Con 300 días de sol al año, hay una razón por la que Agadir es el principal destino vacacional de Marruecos. Apodado "el Miami de Marruecos", el complejo tiene mar y arena en abundancia, junto con una soñadora playa de 10 km, perfecta para los viajeros que desean nadar en un entorno protegido o disfrutar de la diversión acuática al sol. En contraste con el resto del país, Agadir es completamente moderna. Un terremoto destruyó la ciudad en 1960, matando a 15,000 personas en 13 segundos y dejando a otros 35,000 sin hogar. En su lugar, y bajo la dirección de Le Corbusier, se construyó una nueva ciudad con una nueva dirección. En lugar de zocos y medinas, piensa en arquitectura moderna, amplias avenidas arboladas, plazas abiertas y zonas peatonales. Hoteles de baja altura, boutiques y bloques de apartamentos bordean la espléndida costa. Mientras que todos los monumentos originales fueron destruidos (muchos no una vez, sino dos veces, en el terremoto de 1960 y también en el terremoto de Lisboa de 1755), Agadir se esforzó por reconstruir tanto como pudo. Así, la legendaria fortaleza Oufla de 1540, originalmente construida a mediados del siglo XVI por el sultán saadí Mohammed ech Cheikh, fue recreada con tanto realismo como fue posible. La antigua kasbah se sitúa en un asombroso punto de vista (Oufla es la palabra amazigh para 'arriba'). La inscripción "Dios, Rey, País" sobre la entrada en neerlandés y árabe es uno de los pocos elementos originales y data de mediados del siglo XVIII, cuando la kasbah fue restaurada por primera vez. La Kasbah ofrece, con mucho, las mejores vistas de la ciudad.
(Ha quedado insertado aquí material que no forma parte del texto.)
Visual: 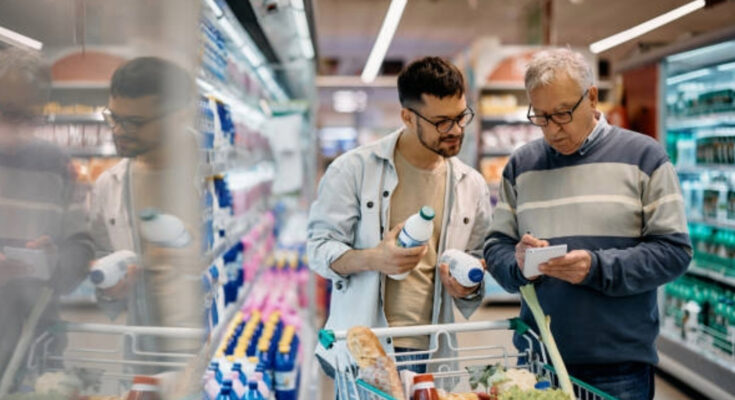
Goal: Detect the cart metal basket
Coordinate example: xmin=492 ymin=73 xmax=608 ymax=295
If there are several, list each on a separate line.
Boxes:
xmin=320 ymin=318 xmax=615 ymax=400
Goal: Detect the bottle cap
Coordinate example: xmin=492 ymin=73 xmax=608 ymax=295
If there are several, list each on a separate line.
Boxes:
xmin=534 ymin=381 xmax=551 ymax=390
xmin=469 ymin=268 xmax=485 ymax=283
xmin=413 ymin=374 xmax=434 ymax=385
xmin=419 ymin=206 xmax=436 ymax=221
xmin=140 ymin=208 xmax=160 ymax=221
xmin=133 ymin=376 xmax=160 ymax=386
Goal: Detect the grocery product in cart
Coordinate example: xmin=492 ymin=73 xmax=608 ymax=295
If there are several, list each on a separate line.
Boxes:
xmin=439 ymin=249 xmax=485 ymax=287
xmin=319 ymin=318 xmax=614 ymax=400
xmin=347 ymin=326 xmax=404 ymax=400
xmin=388 ymin=206 xmax=436 ymax=281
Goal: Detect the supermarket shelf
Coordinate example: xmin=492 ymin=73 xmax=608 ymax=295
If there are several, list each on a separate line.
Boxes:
xmin=656 ymin=329 xmax=735 ymax=400
xmin=201 ymin=209 xmax=263 ymax=270
xmin=689 ymin=218 xmax=735 ymax=229
xmin=46 ymin=113 xmax=105 ymax=124
xmin=480 ymin=148 xmax=513 ymax=157
xmin=666 ymin=112 xmax=735 ymax=131
xmin=199 ymin=149 xmax=272 ymax=177
xmin=687 ymin=264 xmax=735 ymax=287
xmin=51 ymin=81 xmax=110 ymax=90
xmin=676 ymin=164 xmax=735 ymax=174
xmin=66 ymin=146 xmax=117 ymax=158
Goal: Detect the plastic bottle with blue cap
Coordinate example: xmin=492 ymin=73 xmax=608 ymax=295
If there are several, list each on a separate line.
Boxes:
xmin=388 ymin=206 xmax=436 ymax=281
xmin=439 ymin=249 xmax=485 ymax=287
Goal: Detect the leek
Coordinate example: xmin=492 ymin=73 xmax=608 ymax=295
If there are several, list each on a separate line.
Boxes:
xmin=521 ymin=283 xmax=575 ymax=400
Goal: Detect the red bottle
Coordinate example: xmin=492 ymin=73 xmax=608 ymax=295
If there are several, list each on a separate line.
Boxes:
xmin=413 ymin=374 xmax=439 ymax=400
xmin=126 ymin=376 xmax=161 ymax=400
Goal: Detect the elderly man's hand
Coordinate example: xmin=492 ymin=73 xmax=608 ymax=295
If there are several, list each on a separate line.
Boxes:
xmin=539 ymin=250 xmax=592 ymax=285
xmin=516 ymin=234 xmax=549 ymax=280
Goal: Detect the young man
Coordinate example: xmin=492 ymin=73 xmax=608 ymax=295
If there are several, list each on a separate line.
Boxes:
xmin=485 ymin=49 xmax=692 ymax=399
xmin=92 ymin=57 xmax=201 ymax=360
xmin=308 ymin=57 xmax=491 ymax=373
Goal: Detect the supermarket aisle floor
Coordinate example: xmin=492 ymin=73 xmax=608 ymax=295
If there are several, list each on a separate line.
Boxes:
xmin=320 ymin=305 xmax=689 ymax=400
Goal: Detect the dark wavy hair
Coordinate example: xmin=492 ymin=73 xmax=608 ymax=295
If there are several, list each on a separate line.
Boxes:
xmin=398 ymin=57 xmax=465 ymax=107
xmin=110 ymin=57 xmax=194 ymax=108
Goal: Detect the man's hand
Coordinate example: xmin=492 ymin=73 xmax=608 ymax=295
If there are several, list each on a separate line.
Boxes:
xmin=372 ymin=222 xmax=428 ymax=275
xmin=0 ymin=253 xmax=32 ymax=286
xmin=101 ymin=265 xmax=138 ymax=300
xmin=516 ymin=233 xmax=549 ymax=280
xmin=539 ymin=250 xmax=592 ymax=285
xmin=439 ymin=260 xmax=486 ymax=298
Ubicada en la costa este de Lanzarote, Arrecife toma su nombre de los arrecifes rocosos y afloramientos que dominan su costa. Esta hermosa ciudad trabajadora tiene un ambiente amigable y auténtico, y ha logrado mantenerse fiel a sus raíces como un histórico pueblo pesquero. Hay mucho por explorar, y ya sea que desees relajarte en largas extensiones de opulenta arena dorada, o ponerte las botas de senderismo para caminar por el paisaje volcánico abrasado de Lanzarote, esta versátil capital tiene tanto que ofrecer. Con castillos, cuevas, playas tranquilas y una deslumbrante laguna de agua salada, Arrecife es el lugar perfecto para familiarizarse con el atractivo bañado por el sol de las Islas Canarias. Los paisajes desérticos de carbón de Lanzarote irradian una notable calidad lunar, pero los cactus salpicados, las palmeras ondeantes y los estallidos de vibrantes flores silvestres añaden un acento de color al lienzo. Arrecife en sí cuenta con playas de color albaricoque y laberintos de calles de edificios encalados en su Casco Antiguo, donde puedes oler el pescado fresco a la parrilla y ver a los lugareños sumergiendo deliciosas papas arrugadas en coloridas salsas. Un paseo vespertino por El Charco de San Ginés es imprescindible para observar los barcos de pesca balanceándose suavemente en la laguna y disfrutar de espectaculares atardeceres que arden en el cielo. Erguido durante más de cuatro siglos, el Castillo de San Gabriel se encuentra en la pequeña isla de Islote de los Ingleses, y fue una vez un objetivo para piratas, que aparecían amenazantes en el horizonte del Atlántico. La robusta fortaleza del siglo XVI ahora sirve como el Museo de Historia de Arrecife, y las exposiciones en su interior exploran la evolución de la ciudad y la antigua cultura de Lanzarote. Mientras tanto, el Museo Internacional de Arte Contemporáneo exhibe obras modernas y abstractas en el refinado entorno del Castillo de San José del siglo XVIII. Admira obras de César Manrique, el destacado artista y arquitecto cuyo estilo elegante de los años sesenta se puede apreciar en toda la isla.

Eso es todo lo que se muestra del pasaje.